# How do you solve 3cos^2 x - 5cos x -1= 3 sin^2 x?

Sep 1, 2015

$x = 2 n \pi \pm 2 \frac{\pi}{3}$

The description looks long, but I've written every single step so that anyone can understand!

#### Explanation:

3cos^2x−5cosx−1=3sin^2x

$3 \left({\cos}^{2} x - {\sin}^{2} x\right) - 5 \cos x - 1 = 0$

$3 \left({\cos}^{2} x - 1 + {\cos}^{2} x\right) - 5 \cos x - 1 = 0$

$6 {\cos}^{2} x - 5 \cos x - 4 = 0$

from here its just a quadratic equation. you divide it to its factors.

$\left(3 \cos x - 4\right) \left(2 \cos x + 1\right) = 0$

$3 \cos x - 4 = 0$ or $2 \cos x + 1 = 0$
from here u get two possibilities

$\cos x = \frac{4}{3}$ or $\cos x = - \frac{1}{2}$
the first answer cannot be true because the cosines should be between -1 and +1
if u remember the cosine curve u should be able to understand what im talking about.

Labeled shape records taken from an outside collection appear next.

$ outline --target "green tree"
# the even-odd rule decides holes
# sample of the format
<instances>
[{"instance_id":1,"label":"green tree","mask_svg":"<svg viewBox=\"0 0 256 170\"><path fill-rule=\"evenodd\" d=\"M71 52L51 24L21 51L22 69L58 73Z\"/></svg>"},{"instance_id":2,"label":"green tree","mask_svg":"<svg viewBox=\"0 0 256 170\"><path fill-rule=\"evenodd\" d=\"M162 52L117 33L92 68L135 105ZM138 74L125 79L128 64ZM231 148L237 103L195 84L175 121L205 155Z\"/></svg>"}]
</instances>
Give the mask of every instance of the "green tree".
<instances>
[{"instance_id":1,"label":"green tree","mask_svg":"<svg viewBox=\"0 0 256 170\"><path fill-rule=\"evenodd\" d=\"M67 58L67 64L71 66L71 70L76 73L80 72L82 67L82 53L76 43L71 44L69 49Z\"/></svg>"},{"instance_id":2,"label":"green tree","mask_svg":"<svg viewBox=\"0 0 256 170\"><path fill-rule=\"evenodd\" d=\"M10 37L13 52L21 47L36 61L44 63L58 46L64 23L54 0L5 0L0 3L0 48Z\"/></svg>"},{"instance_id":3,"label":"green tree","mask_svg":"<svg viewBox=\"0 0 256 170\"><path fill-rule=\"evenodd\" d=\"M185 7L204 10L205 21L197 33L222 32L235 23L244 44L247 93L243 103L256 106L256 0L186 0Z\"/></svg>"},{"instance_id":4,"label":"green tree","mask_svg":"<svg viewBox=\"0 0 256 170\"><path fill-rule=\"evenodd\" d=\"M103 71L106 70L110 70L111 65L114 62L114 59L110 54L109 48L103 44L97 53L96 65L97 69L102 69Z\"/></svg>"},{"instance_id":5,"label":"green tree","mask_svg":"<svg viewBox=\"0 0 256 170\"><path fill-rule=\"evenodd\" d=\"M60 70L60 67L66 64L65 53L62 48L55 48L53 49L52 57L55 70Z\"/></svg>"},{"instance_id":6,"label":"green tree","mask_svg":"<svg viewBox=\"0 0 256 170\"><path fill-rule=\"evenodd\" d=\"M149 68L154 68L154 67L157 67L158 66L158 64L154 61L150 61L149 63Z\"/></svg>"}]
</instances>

so we are left with the latter answer

$\cos x = - \frac{\pi}{3}$
$\cos x = \left(\pi - \frac{\pi}{3}\right)$ you dont really have to show this step.. u can do it in your mind ;)
$\cos x = 2 \frac{\pi}{3}$

according to the trig equations $\theta = 2 n \pi \pm \theta$
just replace the correct places of this equations with our answer
$x = 2 n \pi \pm 2 \frac{\pi}{3}$